In this series of publications I will briefly explain what it is and how to integrate GitHub Actions with different technologies, such as Android, iOS or a web application.
What is GitHub Actions
It is a feature offered by GitHub that allows developers to create workflows that can be used to compile, test and deploy code, giving the possibility of creating CI/CD flows within the git repository.
Workflows must contain at least one job. These include a series of steps that perform individual tasks that can be actions or commands. A workflow can start with different events(triggers) that happen within GitHub, such as push to the repository or the creation of a pull request.
In this tutorial I will create a workflow to execute unit tests of an Android project so the success result can be used as status check of a pull request. With this configuration the pull request must pass the unit tests before other members of a team can do code review.
You can see the workflow running in this demo repository
- Simple android project on GitHub
Create workflow file
Workflow files must be stored in the folder
yaml format in the root repository.
Create the file
.github/workflows/android-feature.yml with the following content:
name: Android Feature Branch CI on: push: branches: - '*' - '!master' jobs: test: name: Run Unit Tests runs-on: ubuntu-18.04 steps: - uses: actions/checkout@v1 - name: Set up JDK 1.8 uses: actions/setup-java@v1 with: java-version: 1.8 - name: Unit tests run: bash ./gradlew test --stacktrace
Understanding the workflow
name: Android Feature Branch CI
The firts part is the name of the workflow.
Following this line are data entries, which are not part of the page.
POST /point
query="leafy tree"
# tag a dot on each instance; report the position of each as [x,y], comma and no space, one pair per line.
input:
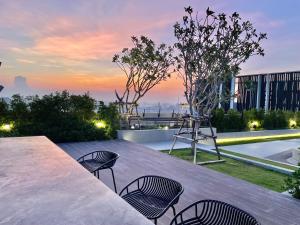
[210,53]
[145,66]
[19,109]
on: push: branches: - '*' - '!master'
In this section, we can define over which branch and event this workflow will be executed. For this example, the workflow will be executed on any branch different of master for push event.
jobs: test: name: Run Unit Tests runs-on: ubuntu-18.04
We can define any number of jobs in a workflow, for now we are just creating one called
test. We need to specify a name and over which type of virtual machine will run, in this case we will use
ubuntu-18.04. Available virtual machines can be found here.
Finally, I have defined steps that are included in a job. They are tasks that are executed in sequence in the same virtual machine.
steps: - uses: actions/checkout@v1 - name: Set up JDK 1.8 uses: actions/setup-java@v1 with: java-version: 1.8 - name: Unit tests run: bash ./gradlew test --stacktrace
test job I have three steps, each one created a little bit differently. First one,
— uses: actions/checkout@1 , is an action. It is a reusable unit which is provided by GitHub, you or other public repository. More about it you can found in official documentation.
The goal of the first action is to allow a workflow to access the content of the repository.
Second step is more complex, but have simple goal, set up a JDK version to be Java 8.
- name: Set up JDK 1.8 uses: actions/setup-java@v1 with: java-version: 1.8
Finally, a third step runs unit tests located in the project. As it is an Android project, it uses Gradle for build lifecycle, therefore to run the test we need to use Gradle Wrapper file. The command is the same as you would do it in the terminal on your computer.
- name: Unit tests run: bash ./gradlew test --stacktrace
We are done in order to try this, we just need to create a branch and push the changes to the repository. After that, go to
Actions tab in the project to check wether the workflow has been triggered.
After more than a minute, the workflow successfully finished. 🚀
GitHub status checks
In order to make this workflow to be a status check in your GitHub repository, a simple branch protection rule is needed for master. Just go to
Settings -> Branches -> Add rule and create the following rule selecting the name of the job to be used, in this case our job name is
Run Unit Tests. Finally, create the rule and save changes.
GitHub Actions pricing
An important thing to be aware of, is the pricing for GitHub actions. Depending of the account type, a specific amount of free minutes(per month) and storage is included. Another important thing to know is that minutes for Linux, macOS and Windows virtual machines have a different value.
As an example, GitHub Free account have 2000 minutes included, depending on the type of machine you will have:
- Linux -> 2000 build minutes(minute multiplier is 1)
- Windows -> 1000 build minutes(minute multiplier is 2)
- macOS -> 200 build minutes(minute multiplier is 10)
Any extra minutes for builds or extra storage is billed by separate, you need to set a monthly spending limit, which will be used as soon as you spend all your included minutes of the month. This is an example of my organization billing. The value for macOS is 1010 but since the multiplier is 10, the real minutes we have used for build is 101.
I will continue writing new posts related to GitHub Actions and more. Possibilities are endless and a lot of things can be done, such static code analysis, deploy to a test and production environment, send apps to stores, run instrumented test on device farms, etc.